Authors: Sadiah Baharom, Che Nidzam Che Ahmad, Saipol Barin Ramli, Asmayati Yahaya, Sopia Md Yassin

Abstract:

The early childhood care and education (ECCE) in Malaysia aspire to develop children who are intellectually, emotionally, physically and spiritually balanced. This aspiration can only materialise if the early childhood program developed comprehensive and is of high quality comparable to international standards. As such, there is a pressing need to assess the quality of the program in an all-encompassing manner. The overall research project aims at developing a comprehensive and integrated model of high-quality Malaysian ECCE. One of the major objectives of this project is to assess and evaluate the scope and quality of the existing ECCE programs in Malaysia. To this end, a specific aspect of this objective is to develop and validate an instrument to assess and evaluate the ECCE curriculum of the country. Thus this paper describes the development and validation of an instrument to explore the quality of early childhood care and education curriculum currently implemented in the country’s ECCE centres. The generation of the constructs and items were based on a set of criteria mapped against existing ECCE practice, document analyses, expert interviews and panel discussions.
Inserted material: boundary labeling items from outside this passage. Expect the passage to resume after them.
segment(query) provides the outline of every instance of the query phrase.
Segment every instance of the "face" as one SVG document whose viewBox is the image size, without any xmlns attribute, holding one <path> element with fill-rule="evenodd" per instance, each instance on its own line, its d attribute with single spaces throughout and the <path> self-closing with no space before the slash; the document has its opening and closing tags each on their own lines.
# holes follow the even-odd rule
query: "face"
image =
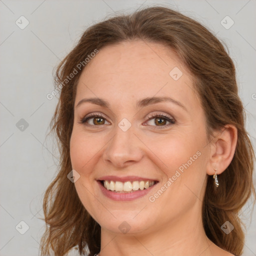
<svg viewBox="0 0 256 256">
<path fill-rule="evenodd" d="M 102 232 L 146 233 L 198 218 L 206 118 L 172 50 L 142 41 L 100 49 L 81 74 L 74 106 L 74 184 Z"/>
</svg>

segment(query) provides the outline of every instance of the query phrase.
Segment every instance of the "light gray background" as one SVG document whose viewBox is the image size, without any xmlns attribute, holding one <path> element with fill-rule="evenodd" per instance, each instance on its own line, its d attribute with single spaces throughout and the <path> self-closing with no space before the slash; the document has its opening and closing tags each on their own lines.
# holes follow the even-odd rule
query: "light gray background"
<svg viewBox="0 0 256 256">
<path fill-rule="evenodd" d="M 255 146 L 255 0 L 0 0 L 0 256 L 38 253 L 44 230 L 39 218 L 43 217 L 42 196 L 56 174 L 58 162 L 51 138 L 46 138 L 57 102 L 56 98 L 46 98 L 54 89 L 53 68 L 90 24 L 114 12 L 152 4 L 168 5 L 194 18 L 227 44 L 236 66 L 246 127 Z M 22 16 L 30 22 L 24 30 L 16 24 Z M 220 24 L 226 16 L 234 22 L 228 30 Z M 21 118 L 28 124 L 23 131 L 16 126 Z M 244 207 L 244 214 L 252 210 L 252 202 Z M 254 212 L 252 222 L 250 215 L 243 218 L 248 227 L 244 256 L 256 255 L 256 216 Z M 16 229 L 21 220 L 29 226 L 24 234 Z M 24 228 L 24 224 L 18 226 Z"/>
</svg>

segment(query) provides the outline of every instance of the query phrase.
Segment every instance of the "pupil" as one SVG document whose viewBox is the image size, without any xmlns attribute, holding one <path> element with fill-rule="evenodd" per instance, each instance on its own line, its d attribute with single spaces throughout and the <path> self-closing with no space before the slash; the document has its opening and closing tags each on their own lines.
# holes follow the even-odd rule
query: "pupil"
<svg viewBox="0 0 256 256">
<path fill-rule="evenodd" d="M 157 122 L 158 122 L 160 123 L 160 124 L 162 124 L 164 122 L 164 119 L 162 118 L 158 118 L 156 119 L 156 120 L 157 120 Z M 162 120 L 162 122 L 161 122 L 161 121 L 159 122 L 159 120 Z M 156 124 L 157 124 L 156 122 L 155 122 L 155 123 L 156 123 Z"/>
<path fill-rule="evenodd" d="M 96 124 L 94 122 L 94 124 L 100 124 L 100 122 L 102 122 L 102 120 L 103 120 L 103 119 L 100 118 L 94 118 L 94 120 L 96 120 Z M 100 120 L 101 120 L 101 121 L 100 121 Z"/>
</svg>

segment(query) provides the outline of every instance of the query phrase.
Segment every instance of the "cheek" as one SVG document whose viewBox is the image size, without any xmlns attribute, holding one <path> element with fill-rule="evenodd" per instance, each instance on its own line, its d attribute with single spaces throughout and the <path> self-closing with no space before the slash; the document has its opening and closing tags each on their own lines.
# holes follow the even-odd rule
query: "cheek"
<svg viewBox="0 0 256 256">
<path fill-rule="evenodd" d="M 90 166 L 95 161 L 100 148 L 92 136 L 74 128 L 70 140 L 70 156 L 73 169 L 80 174 L 85 174 L 84 170 L 90 170 Z"/>
</svg>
The items went through expert validation and were field tested on 597 ECCE teachers. The data obtained went through an exploratory factor analysis to validate the constructs of the instrument followed by reliability studies on internal consistency based on the Cronbach Alpha values. The final set of items for the ECCE curriculum instrument, earmarked for the main study, consists of four constructs namely philosophy and core values, curriculum content, curriculum review and unique features. Each construct consists of between 21 to 3 items with a total of 36 items in all. The reliability coefficients for each construct range from 0.65 to 0.961. These values are within the acceptable limits for a reliable instrument to be used in the main study.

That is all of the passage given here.